そのまま口が横へと裂けていき、ラウルの顔が崩れて行く。
リリィの腕を掴んでいた手も、徐々に人のものではなくなって行く。指の一本一本が長く伸び、うねうねと動き出す。
ラウルの顔が縦にも裂け、そこから無数の触手が飛び出す。
良く見れば、指だったものも、触手へと変わっており、リリィは嫌悪感からか悲鳴を上げる。

「い、いやぁーーーー!!」

「ぐふふふ、じゅるぅぅぅ〜〜〜るるるぅぅ。ああ〜、いい声だ、だだだだなあななななぁぁぁぁぁぁ」

リリィの上げた悲鳴を聞き、心地良さそうに喉らしきものを鳴らして、モンスターはリリィの身体へと触手を伸ばして行く。





 § §





ベリオたちの素性を聞いたラウルは、ベリオたちを拝むように頭を下げる。

「本当に、本当にありがとうございます。えぇっと…」

「ん? ああ、俺は高町恭也と言います」

「弟子のカエデでござる」

「…マスターの僕です」

「えっと、恭ちゃんの妹の美由希です」

「…未亜です。
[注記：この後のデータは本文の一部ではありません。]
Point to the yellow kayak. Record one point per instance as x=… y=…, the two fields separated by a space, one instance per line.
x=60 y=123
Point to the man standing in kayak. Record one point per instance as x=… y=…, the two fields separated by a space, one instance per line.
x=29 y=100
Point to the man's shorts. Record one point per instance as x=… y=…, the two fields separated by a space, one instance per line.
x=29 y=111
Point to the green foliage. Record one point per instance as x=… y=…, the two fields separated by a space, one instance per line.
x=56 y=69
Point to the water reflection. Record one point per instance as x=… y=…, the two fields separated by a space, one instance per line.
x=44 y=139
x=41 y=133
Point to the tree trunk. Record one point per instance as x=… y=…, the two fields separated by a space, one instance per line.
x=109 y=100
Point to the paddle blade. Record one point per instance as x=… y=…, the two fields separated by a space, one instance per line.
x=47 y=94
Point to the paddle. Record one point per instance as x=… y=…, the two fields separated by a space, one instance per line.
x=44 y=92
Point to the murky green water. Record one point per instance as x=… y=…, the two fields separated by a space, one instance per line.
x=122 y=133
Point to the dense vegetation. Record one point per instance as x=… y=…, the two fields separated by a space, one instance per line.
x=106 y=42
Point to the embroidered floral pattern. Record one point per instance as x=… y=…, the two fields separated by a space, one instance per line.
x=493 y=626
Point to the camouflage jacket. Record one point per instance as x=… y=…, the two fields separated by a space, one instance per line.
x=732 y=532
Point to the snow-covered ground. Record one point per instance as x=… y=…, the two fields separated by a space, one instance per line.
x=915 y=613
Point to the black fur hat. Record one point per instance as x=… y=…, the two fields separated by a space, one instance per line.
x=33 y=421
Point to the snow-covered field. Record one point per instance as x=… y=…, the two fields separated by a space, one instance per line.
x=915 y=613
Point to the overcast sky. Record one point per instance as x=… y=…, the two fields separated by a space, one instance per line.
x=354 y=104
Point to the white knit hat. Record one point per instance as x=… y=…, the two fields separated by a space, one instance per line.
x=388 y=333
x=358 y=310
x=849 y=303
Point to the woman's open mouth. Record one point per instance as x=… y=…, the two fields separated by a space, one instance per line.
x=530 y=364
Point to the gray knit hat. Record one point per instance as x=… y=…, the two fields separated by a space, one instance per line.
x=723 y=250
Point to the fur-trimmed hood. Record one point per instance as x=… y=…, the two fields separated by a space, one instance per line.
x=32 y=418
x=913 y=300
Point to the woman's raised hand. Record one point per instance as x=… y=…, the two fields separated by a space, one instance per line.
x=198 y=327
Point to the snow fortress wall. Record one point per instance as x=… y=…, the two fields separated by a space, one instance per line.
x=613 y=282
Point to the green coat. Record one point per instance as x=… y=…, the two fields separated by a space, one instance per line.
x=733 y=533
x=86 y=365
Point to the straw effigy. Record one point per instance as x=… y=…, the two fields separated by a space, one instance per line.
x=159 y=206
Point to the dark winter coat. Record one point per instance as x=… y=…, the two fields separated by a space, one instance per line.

えっと、恭也さんの…、恭也さんの……。
 って、そうじゃなくて、私たちはフローリアの救世主候補クラスです」

「っ!? きゅ、救世主候補様?
 そ、それは遠い所を本当によく来てくださいました」

「挨拶はそのぐらいにして、詳しい状況を教えてもらえませんか?」

恭也の言葉にラウルは頷くと、恭也たちを促がして歩き始める。

「モンスターどもは、今こちらに…」

「…人の気配がまるで感じられぬでござるよ、師匠」

「ああ、確かにな」

カエデと恭也の話を聞いていたラウルが、二人へと向って安心させるように言う。

「今は、モンスターの襲撃を恐れ、皆、私の家の地下室に隠れております」

「そうですか。ところで、誰か怪我をなさっている方とかは居ませんか?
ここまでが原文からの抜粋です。